Include videos or screencaptures of both the system and the controller.
Try to get at least two people to interact with your system. (Ideally, you would inform them that there is a wizard after the interaction, but we recognize that can be hard.)
Answer the following:
What worked:
- Since Grubhub categorizes all restaurants and automatically sorts them by distance and rating, the device is good at suggesting restaurants by taking advantage of Grubhub's algorithms.
- Thanks to how people interact with other devices such as Amazon Alexa or Siri, most people instinctively interact with the device.
- All the text to speech components of the interaction worked well.
What didn't work:
- The device is not set up to customize the order beyond adding basic food items. It also cannot add comments to the order which the user may want to do.

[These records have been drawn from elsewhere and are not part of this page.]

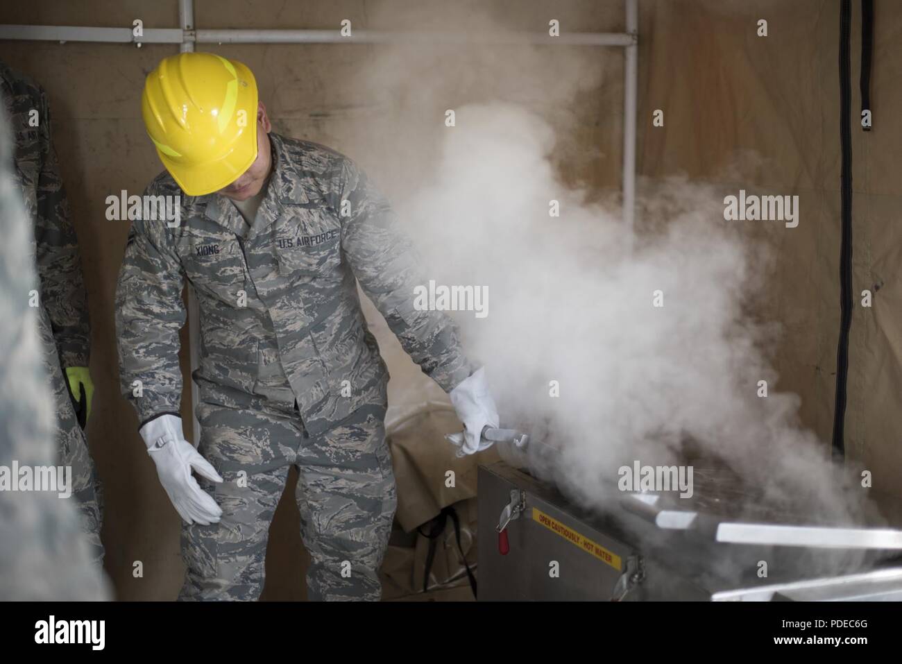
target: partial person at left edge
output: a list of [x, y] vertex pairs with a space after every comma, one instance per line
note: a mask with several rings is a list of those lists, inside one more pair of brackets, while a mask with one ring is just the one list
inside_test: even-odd
[[94, 397], [87, 370], [87, 298], [51, 139], [50, 106], [38, 83], [4, 62], [0, 94], [14, 141], [13, 176], [34, 229], [38, 330], [56, 412], [57, 463], [72, 469], [72, 496], [93, 558], [101, 566], [102, 490], [84, 431]]

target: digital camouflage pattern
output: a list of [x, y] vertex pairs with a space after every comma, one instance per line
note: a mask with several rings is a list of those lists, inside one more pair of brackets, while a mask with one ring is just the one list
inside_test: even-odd
[[[34, 233], [10, 168], [9, 130], [0, 111], [0, 466], [51, 466], [60, 463], [59, 447], [38, 333], [50, 327], [41, 322], [43, 309], [29, 306], [38, 284], [29, 251]], [[93, 558], [71, 501], [52, 492], [0, 492], [0, 600], [106, 599]]]
[[87, 366], [90, 352], [78, 239], [60, 178], [43, 89], [0, 63], [0, 90], [15, 141], [14, 180], [33, 222], [30, 255], [35, 260], [40, 283], [38, 331], [56, 411], [60, 463], [72, 467], [73, 496], [99, 564], [104, 555], [101, 489], [64, 374], [66, 367]]
[[223, 477], [198, 478], [223, 510], [209, 526], [182, 525], [183, 600], [253, 600], [263, 586], [270, 523], [292, 465], [300, 534], [310, 555], [308, 600], [378, 600], [397, 507], [385, 410], [366, 406], [311, 436], [297, 412], [264, 400], [249, 410], [198, 406], [199, 451]]
[[[388, 371], [367, 328], [356, 282], [404, 349], [446, 391], [469, 376], [472, 367], [451, 319], [438, 311], [414, 309], [414, 287], [427, 280], [388, 202], [363, 171], [321, 145], [275, 134], [270, 138], [274, 169], [252, 225], [225, 197], [186, 198], [166, 172], [145, 191], [145, 197], [182, 197], [179, 222], [167, 224], [159, 217], [133, 221], [116, 291], [122, 388], [142, 422], [163, 412], [179, 412], [179, 330], [186, 318], [181, 290], [187, 278], [200, 309], [200, 362], [194, 373], [200, 393], [198, 418], [233, 423], [217, 425], [219, 438], [231, 441], [221, 444], [227, 454], [218, 463], [227, 458], [236, 465], [235, 471], [263, 474], [256, 480], [258, 493], [251, 508], [235, 496], [216, 493], [224, 521], [250, 530], [239, 536], [240, 529], [234, 529], [237, 540], [226, 543], [222, 538], [227, 530], [222, 527], [189, 529], [189, 533], [204, 529], [214, 533], [206, 540], [189, 538], [186, 555], [198, 556], [194, 563], [189, 561], [189, 568], [202, 570], [198, 576], [206, 578], [213, 574], [211, 561], [234, 563], [256, 578], [262, 563], [244, 561], [258, 549], [249, 545], [251, 552], [245, 552], [238, 540], [245, 535], [254, 541], [262, 537], [256, 529], [268, 528], [269, 507], [274, 506], [284, 484], [285, 459], [292, 455], [302, 459], [308, 450], [311, 464], [328, 468], [311, 483], [310, 492], [332, 496], [324, 507], [315, 506], [316, 493], [301, 496], [308, 503], [302, 513], [310, 514], [314, 524], [306, 530], [312, 538], [308, 548], [315, 557], [322, 557], [310, 580], [310, 595], [350, 596], [351, 591], [333, 590], [345, 587], [341, 577], [329, 576], [336, 574], [337, 552], [351, 555], [356, 550], [349, 558], [353, 568], [369, 571], [354, 574], [374, 579], [371, 566], [384, 550], [387, 530], [382, 530], [380, 524], [389, 507], [383, 503], [377, 509], [368, 497], [368, 487], [379, 484], [374, 462], [341, 454], [365, 445], [382, 456], [378, 467], [385, 475], [387, 456], [377, 452], [384, 446], [381, 416], [378, 426], [367, 425], [365, 440], [355, 443], [358, 434], [345, 429], [357, 427], [354, 422], [364, 413], [370, 418], [387, 406]], [[299, 416], [293, 414], [295, 403]], [[224, 413], [211, 414], [224, 409]], [[229, 411], [233, 415], [226, 414]], [[272, 412], [292, 423], [273, 423]], [[307, 442], [299, 438], [301, 426], [309, 437]], [[286, 434], [285, 427], [293, 433]], [[206, 431], [202, 438], [208, 439]], [[214, 458], [209, 460], [216, 466]], [[328, 466], [330, 458], [334, 465]], [[303, 475], [303, 463], [288, 463], [298, 465]], [[381, 481], [383, 488], [387, 481]], [[373, 511], [366, 524], [363, 514], [370, 508]], [[335, 528], [344, 534], [330, 534]], [[354, 546], [343, 549], [331, 543], [341, 537]], [[373, 553], [377, 549], [378, 556]], [[223, 560], [211, 550], [225, 551]], [[255, 584], [246, 582], [244, 590], [236, 593], [253, 595]], [[213, 596], [216, 587], [225, 585], [195, 595]], [[373, 587], [363, 584], [354, 592], [372, 598], [376, 596]]]

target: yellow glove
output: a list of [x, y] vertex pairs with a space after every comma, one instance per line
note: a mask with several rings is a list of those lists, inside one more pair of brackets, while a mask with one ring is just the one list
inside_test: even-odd
[[69, 391], [76, 402], [81, 400], [81, 388], [85, 388], [87, 422], [87, 418], [91, 416], [91, 401], [94, 401], [94, 383], [91, 382], [91, 374], [88, 374], [87, 366], [69, 366], [66, 367], [66, 377], [69, 379]]

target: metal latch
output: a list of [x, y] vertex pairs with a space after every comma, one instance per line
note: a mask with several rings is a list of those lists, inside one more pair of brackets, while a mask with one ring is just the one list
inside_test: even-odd
[[498, 552], [502, 556], [507, 556], [511, 550], [511, 543], [508, 541], [508, 524], [520, 519], [520, 515], [526, 510], [526, 493], [517, 489], [511, 490], [511, 502], [504, 505], [502, 515], [498, 518], [498, 525], [495, 530], [498, 531]]
[[645, 561], [641, 556], [630, 556], [626, 559], [626, 568], [617, 579], [613, 593], [611, 595], [612, 602], [620, 602], [630, 590], [635, 588], [645, 580]]

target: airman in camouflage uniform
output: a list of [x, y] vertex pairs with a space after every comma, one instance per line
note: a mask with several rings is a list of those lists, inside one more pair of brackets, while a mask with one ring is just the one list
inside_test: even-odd
[[181, 196], [180, 221], [132, 224], [116, 293], [123, 392], [143, 422], [179, 412], [187, 279], [200, 309], [199, 452], [225, 481], [200, 480], [223, 517], [185, 527], [181, 596], [259, 595], [294, 465], [309, 597], [378, 599], [397, 503], [383, 429], [389, 375], [356, 281], [446, 391], [473, 367], [450, 318], [414, 308], [426, 280], [364, 172], [321, 145], [269, 140], [272, 173], [251, 225], [224, 196], [185, 196], [166, 172], [145, 191]]
[[0, 90], [14, 133], [14, 176], [34, 224], [31, 255], [40, 280], [38, 330], [56, 412], [60, 463], [72, 468], [73, 496], [101, 564], [101, 488], [63, 375], [67, 368], [87, 366], [90, 325], [78, 240], [51, 139], [50, 108], [41, 86], [4, 63]]
[[[12, 172], [9, 128], [0, 109], [0, 466], [47, 467], [60, 463], [38, 335], [39, 325], [49, 326], [43, 309], [29, 306], [38, 285], [29, 251], [34, 229]], [[0, 601], [106, 599], [93, 558], [70, 501], [53, 492], [0, 491]]]

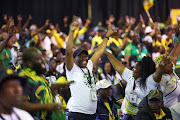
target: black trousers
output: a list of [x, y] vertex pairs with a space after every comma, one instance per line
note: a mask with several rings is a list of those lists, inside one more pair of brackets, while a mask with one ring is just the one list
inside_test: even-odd
[[68, 113], [68, 120], [95, 120], [96, 114], [84, 114], [78, 112], [69, 112]]

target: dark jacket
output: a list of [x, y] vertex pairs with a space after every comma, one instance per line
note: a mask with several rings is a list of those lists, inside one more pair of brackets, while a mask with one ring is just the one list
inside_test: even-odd
[[[114, 106], [113, 101], [109, 100], [109, 106], [112, 110], [113, 115], [115, 116], [115, 119], [118, 120], [117, 109]], [[109, 110], [105, 106], [104, 101], [100, 96], [98, 96], [96, 113], [97, 116], [99, 116], [100, 120], [109, 120]]]
[[[161, 109], [166, 114], [161, 120], [173, 120], [169, 108], [162, 107]], [[148, 106], [147, 96], [139, 103], [139, 111], [136, 114], [135, 120], [156, 120], [154, 113], [151, 112]]]

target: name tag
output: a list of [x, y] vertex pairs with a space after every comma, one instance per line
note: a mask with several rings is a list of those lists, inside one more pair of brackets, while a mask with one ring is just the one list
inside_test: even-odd
[[91, 99], [92, 101], [97, 101], [96, 90], [91, 90]]
[[137, 95], [131, 93], [130, 96], [129, 96], [129, 102], [136, 103], [137, 102]]

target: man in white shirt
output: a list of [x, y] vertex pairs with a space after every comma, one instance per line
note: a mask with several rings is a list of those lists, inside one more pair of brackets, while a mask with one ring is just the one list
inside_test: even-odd
[[82, 48], [73, 53], [73, 34], [78, 27], [78, 18], [74, 16], [70, 25], [69, 38], [66, 47], [66, 75], [67, 80], [74, 80], [75, 83], [70, 86], [71, 98], [68, 101], [69, 109], [68, 120], [95, 120], [97, 108], [97, 95], [95, 81], [92, 74], [95, 66], [104, 53], [108, 38], [115, 31], [109, 26], [109, 31], [105, 39], [97, 48], [97, 51], [88, 58], [88, 52]]
[[33, 120], [28, 112], [16, 108], [22, 100], [24, 80], [9, 68], [1, 68], [0, 75], [0, 120]]

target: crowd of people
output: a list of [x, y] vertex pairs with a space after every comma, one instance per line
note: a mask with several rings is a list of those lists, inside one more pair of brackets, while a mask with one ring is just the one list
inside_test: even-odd
[[3, 18], [0, 120], [180, 119], [179, 22]]

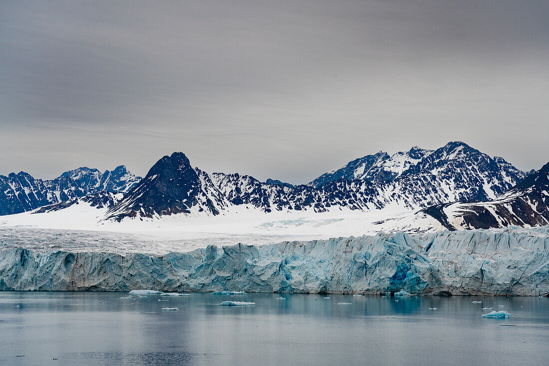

- The system requires internet connectivity to make the API calls to Grubhub, so interruptions in the connection can cause problems.
What worked:
- The activation of the device works well because it does not rely on speech recognition to start.
- The confirmation works well too, as it relies on a button rather or a specific phrase, so there is less likelihood of error.
- Selecting the restaurant works well, as the Raspberry only has to detect a spoken number.
What didn't work:
- The speech to text part of the device is the trickiest, in particular when trying to tell the Raspberry which menu items you want.
- Since the Raspberry Pi does not have AI-optimized hardware (e.g. TPU) nor is connected to an advanced speech recognition system (e.g. Amazon Transcribe), the accuracy while understanding the user's speech leaves a lot of room for improvement.
What lessons can you take away from the WoZ interactions for designing a more autonomous version of the system?
- The most important thing for a device like this is for it to be dynamic and adaptable. People can give instructions in many different ways, and the device can run into unexpected errors such as the restaurant closing mid-order. Making the device more autonomous would require it to be able to handle such edge cases.
- People are sometimes indecisive when it comes to ordering food, so a better system could perhaps make suggestions rather than just ask for input.
How could you use your system to create a dataset of interaction? What other sensing modalities would make sense to capture?
The system could store past orders as favorites that could be more easily selected and executed as orders. The system could also remember which restaurants were ordered from in the past, so when a type of cuisine is specified, these restaurants are at the top of the list of suggestions.